Nathan also thanked the Wakatipu High School Foundation, which is giving the school $450,000 this year alone, along with the Branches Trust, the school board, the previous principal Steve Hall and his leadership team, the construction partners, the Ministry of Education, and the staff and students.
"It is a world class facility," he said.
Ministry of Education Director of Education for Otago Southland, Julie Anderson, said WHS has a vision as a school for everyone that delivers Aotearoa best all-round education.
"And these buildings and the planning that has gone into these will support that vision. They are provided for everybody," Anderson said.
Over the past five years, she said, the teachers, students and leadership had strived to be "part of a future-focused education that has lived up to the modern, open-plan, student-centred environment that has been created".
"A little bit different to the single cells and the winter ice zone that was the old Wakatipu High School [on Gorge Road]".

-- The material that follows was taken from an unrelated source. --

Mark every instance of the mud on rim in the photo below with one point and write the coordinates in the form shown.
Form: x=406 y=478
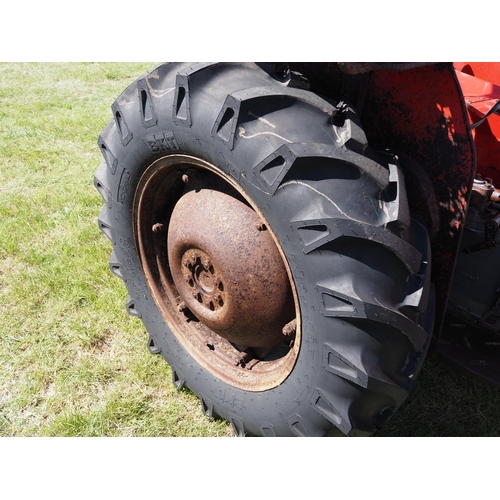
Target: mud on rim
x=216 y=272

She also thanked the school community for its support, and praised the teachers. "All credit to the staff who have developed new ways of teaching that can engage and excite students to learn in both collaborative and independent ways."
Mayor Glyn Lewers, who has a son at the school and another on the way, praised WHS for its "richly diverse culture", with 43 different ethnicities.
He told the students to make the most of their time at the school.
"You'll be presented with wonderful opportunities, grab them with both hands, and have fun, and remember to look out for each other."